Other than that, there is a lot of indirect evidence. We know that many lifespan extending strategies in mice have autophagy in common, e.g. rapamycin and caloric restriction both induce autophagy.
Interestingly, autophagy deficient mice die early during life, whereas autophagy deficient cells appear fine at first glance. However, Viktor mentions that they have problems when they are forced to respire and utilize their mitochondria, which is when they start dying. This is why, in his VitaDAO project, he can use a viability assay in autophagy deficient cells to find novel autophagy inducers.
The philosophy of lifespan extension
Towards the end of the podcast, we had an interesting foray into the important question of “how long would you want to live?” and both Viktor and I agreed that: "an average person...would choose to live indefinitely if they were in good health, mental and physical".
However, this question is very sensitive to the phrasing and there are certainly people who would like to choose differently.

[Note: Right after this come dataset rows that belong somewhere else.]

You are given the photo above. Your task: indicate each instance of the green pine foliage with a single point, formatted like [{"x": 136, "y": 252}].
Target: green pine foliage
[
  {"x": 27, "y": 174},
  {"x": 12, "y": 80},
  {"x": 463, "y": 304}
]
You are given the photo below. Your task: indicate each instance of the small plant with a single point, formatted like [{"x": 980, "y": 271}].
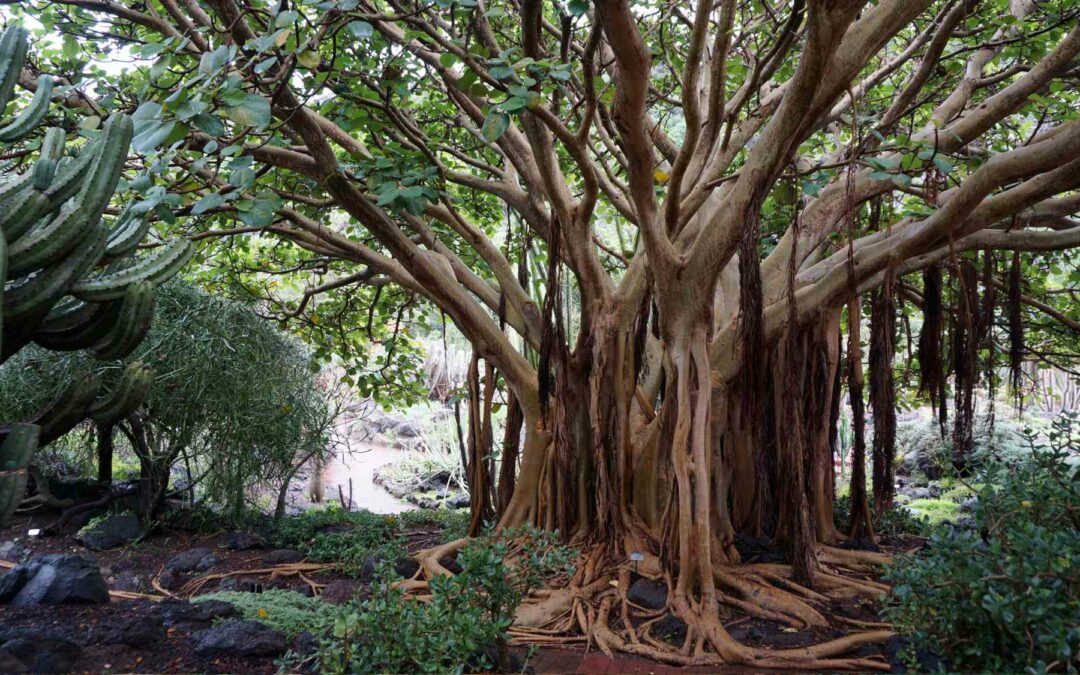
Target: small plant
[
  {"x": 281, "y": 609},
  {"x": 895, "y": 522},
  {"x": 463, "y": 624},
  {"x": 1003, "y": 596},
  {"x": 351, "y": 538}
]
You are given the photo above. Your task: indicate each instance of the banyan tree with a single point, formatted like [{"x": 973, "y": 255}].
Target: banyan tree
[{"x": 659, "y": 225}]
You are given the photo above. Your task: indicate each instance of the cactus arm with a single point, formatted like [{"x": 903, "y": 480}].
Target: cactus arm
[
  {"x": 12, "y": 54},
  {"x": 163, "y": 264},
  {"x": 41, "y": 291},
  {"x": 15, "y": 453},
  {"x": 31, "y": 116},
  {"x": 132, "y": 325},
  {"x": 68, "y": 409},
  {"x": 125, "y": 397}
]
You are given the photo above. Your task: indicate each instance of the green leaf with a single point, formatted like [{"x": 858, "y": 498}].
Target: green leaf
[
  {"x": 253, "y": 110},
  {"x": 943, "y": 164},
  {"x": 207, "y": 203},
  {"x": 495, "y": 125},
  {"x": 284, "y": 18},
  {"x": 212, "y": 62},
  {"x": 150, "y": 129},
  {"x": 309, "y": 58},
  {"x": 361, "y": 29},
  {"x": 208, "y": 123}
]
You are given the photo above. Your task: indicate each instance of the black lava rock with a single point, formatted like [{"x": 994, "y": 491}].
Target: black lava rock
[{"x": 55, "y": 579}]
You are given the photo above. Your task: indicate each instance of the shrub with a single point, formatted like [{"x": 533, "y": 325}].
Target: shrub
[
  {"x": 1003, "y": 596},
  {"x": 934, "y": 511},
  {"x": 461, "y": 628},
  {"x": 895, "y": 522},
  {"x": 350, "y": 538},
  {"x": 281, "y": 609}
]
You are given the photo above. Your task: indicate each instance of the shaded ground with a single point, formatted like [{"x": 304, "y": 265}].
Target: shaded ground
[{"x": 174, "y": 651}]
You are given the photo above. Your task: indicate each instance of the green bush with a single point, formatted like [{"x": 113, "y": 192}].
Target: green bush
[
  {"x": 1003, "y": 595},
  {"x": 350, "y": 538},
  {"x": 893, "y": 523},
  {"x": 461, "y": 628},
  {"x": 281, "y": 609}
]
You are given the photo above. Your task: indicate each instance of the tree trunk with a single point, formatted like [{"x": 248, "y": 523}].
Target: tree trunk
[{"x": 104, "y": 453}]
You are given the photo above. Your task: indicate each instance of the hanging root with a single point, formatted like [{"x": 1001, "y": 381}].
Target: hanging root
[{"x": 594, "y": 610}]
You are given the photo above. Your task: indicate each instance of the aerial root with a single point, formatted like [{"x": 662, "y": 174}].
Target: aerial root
[{"x": 594, "y": 610}]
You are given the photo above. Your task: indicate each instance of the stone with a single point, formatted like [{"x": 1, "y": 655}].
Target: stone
[
  {"x": 404, "y": 567},
  {"x": 170, "y": 580},
  {"x": 138, "y": 632},
  {"x": 111, "y": 532},
  {"x": 339, "y": 592},
  {"x": 408, "y": 429},
  {"x": 130, "y": 582},
  {"x": 38, "y": 651},
  {"x": 188, "y": 561},
  {"x": 305, "y": 644},
  {"x": 11, "y": 664},
  {"x": 282, "y": 556},
  {"x": 55, "y": 579},
  {"x": 243, "y": 540},
  {"x": 966, "y": 522},
  {"x": 239, "y": 638},
  {"x": 648, "y": 593},
  {"x": 458, "y": 501},
  {"x": 196, "y": 616},
  {"x": 450, "y": 564},
  {"x": 436, "y": 482},
  {"x": 671, "y": 628},
  {"x": 12, "y": 551}
]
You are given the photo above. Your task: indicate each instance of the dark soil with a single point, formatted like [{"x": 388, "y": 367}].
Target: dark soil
[{"x": 173, "y": 652}]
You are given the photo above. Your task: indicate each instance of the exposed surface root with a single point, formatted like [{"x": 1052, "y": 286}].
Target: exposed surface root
[{"x": 594, "y": 610}]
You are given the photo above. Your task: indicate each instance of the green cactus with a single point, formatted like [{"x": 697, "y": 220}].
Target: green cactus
[{"x": 67, "y": 279}]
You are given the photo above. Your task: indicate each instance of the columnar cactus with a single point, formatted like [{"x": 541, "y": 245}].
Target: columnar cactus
[{"x": 67, "y": 277}]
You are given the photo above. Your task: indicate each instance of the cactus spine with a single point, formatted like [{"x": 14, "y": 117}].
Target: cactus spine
[{"x": 64, "y": 280}]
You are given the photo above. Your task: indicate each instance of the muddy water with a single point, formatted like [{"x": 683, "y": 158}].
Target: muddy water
[{"x": 359, "y": 464}]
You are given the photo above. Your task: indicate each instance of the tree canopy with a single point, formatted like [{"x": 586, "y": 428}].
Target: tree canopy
[{"x": 650, "y": 220}]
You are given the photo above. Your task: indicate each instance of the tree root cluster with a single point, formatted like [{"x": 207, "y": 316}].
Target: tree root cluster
[{"x": 593, "y": 609}]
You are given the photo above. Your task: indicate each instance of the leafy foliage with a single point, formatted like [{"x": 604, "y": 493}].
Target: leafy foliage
[
  {"x": 1003, "y": 596},
  {"x": 461, "y": 628},
  {"x": 279, "y": 608},
  {"x": 896, "y": 521},
  {"x": 232, "y": 393},
  {"x": 351, "y": 538}
]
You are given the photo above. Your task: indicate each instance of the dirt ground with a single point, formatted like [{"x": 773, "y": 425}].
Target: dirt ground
[{"x": 173, "y": 651}]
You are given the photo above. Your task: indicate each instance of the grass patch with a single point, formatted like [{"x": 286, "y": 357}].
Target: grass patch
[
  {"x": 282, "y": 610},
  {"x": 336, "y": 536},
  {"x": 935, "y": 510}
]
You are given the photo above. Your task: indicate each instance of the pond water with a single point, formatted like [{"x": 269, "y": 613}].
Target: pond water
[{"x": 359, "y": 464}]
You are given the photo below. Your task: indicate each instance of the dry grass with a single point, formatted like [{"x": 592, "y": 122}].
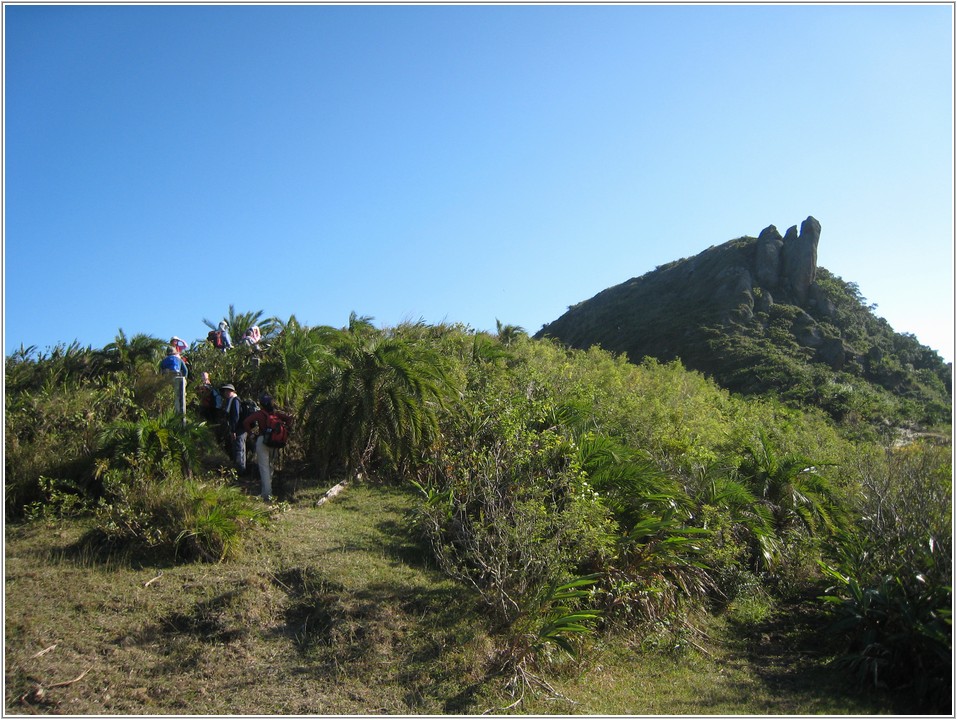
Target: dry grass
[{"x": 331, "y": 610}]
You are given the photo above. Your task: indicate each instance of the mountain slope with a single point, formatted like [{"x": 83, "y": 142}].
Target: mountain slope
[{"x": 761, "y": 317}]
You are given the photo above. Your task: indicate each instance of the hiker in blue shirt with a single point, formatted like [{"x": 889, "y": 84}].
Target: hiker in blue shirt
[
  {"x": 173, "y": 364},
  {"x": 224, "y": 328},
  {"x": 235, "y": 432},
  {"x": 175, "y": 367}
]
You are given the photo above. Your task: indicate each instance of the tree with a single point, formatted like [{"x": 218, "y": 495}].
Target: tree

If you are interested in understanding the psychology and philosophy behind this question, I have written extensively on this topic before and one of my recent blog posts might be a good primer for this kind of debate.
How long do you want to live? (June 22, 2022)
Important Reading (selected references)
Herbst, Allen, et al. "Age-and time-dependent mitochondrial genotoxic and myopathic effects of beta-guanidinopropionic acid, a creatine analog, on rodent skeletal muscles." Geroscience (2022): 1-13.
Ozkurede, Ulas, and Richard A. Miller. "Improved mitochondrial stress response in long‐lived Snell dwarf mice." Aging Cell 18.6 (2019): e13030.
Tyshkovskiy, Alexander, et al. "Identification and application of gene expression signatures associated with lifespan extension." Cell metabolism 30.3 (2019): 573-593. webpage: http://gladyshevlab.org:3838/Gentervention/
Rera, Michael, et al. "Modulation of longevity and tissue homeostasis by the Drosophila PGC-1 homolog." Cell metabolism 14.5 (2011): 623-634.
Gonzalez-Freire, Marta, et al. "Reconsidering the role of mitochondria in aging." Journals of Gerontology Series A: Biomedical Sciences and Medical Sciences 70.11 (2015): 1334-1342.
Lambert, Adrian J., et al. "Low rates of hydrogen peroxide production by isolated heart mitochondria associate with long maximum lifespan in vertebrate homeotherms." Aging cell 6.5 (2007): 607-618.
Fernández, Álvaro F., et al. "Disruption of the beclin 1–BCL2 autophagy regulatory complex promotes longevity in mice." Nature 558.7708 (2018): 136-140.
Vincent, Amy E., et al. "Subcellular origin of mitochondrial DNA deletions in human skeletal muscle." Annals of neurology 84.2 (2018): 289-301.
(1) Regarding reduced mitochondrial biogenesis and mitochondrial mass during aging: I remain somewhat unconvinced by this aging theory, although I have not looked at this in much detail. If decreased biogenesis was a main driver of aging it should occur in both sedentary and exercised individuals, since both of them do show muscle aging, but this is not the case:
“However, it has become increasingly clear that most of the declines in mitochondrial biogenesis, turnover, and function are a consequence of physical inactivity. Indeed, when physical activity levels are matched between young and elderly people, or physical activity is otherwise taken into account, most investigations do not find any age-related changes in mitochondrial enzyme activities, mitochondrial respiration, or ATP flux” (Barbieri et al. 2017)
On the other hand, given this evidence, it appears that aging increases the susceptibility to muscle loss, including reductions in mitochondrial mass and biogenesis. This by itself does appear to be a proper aging phenotype -- consistent with the concept of reduced resilience during aging.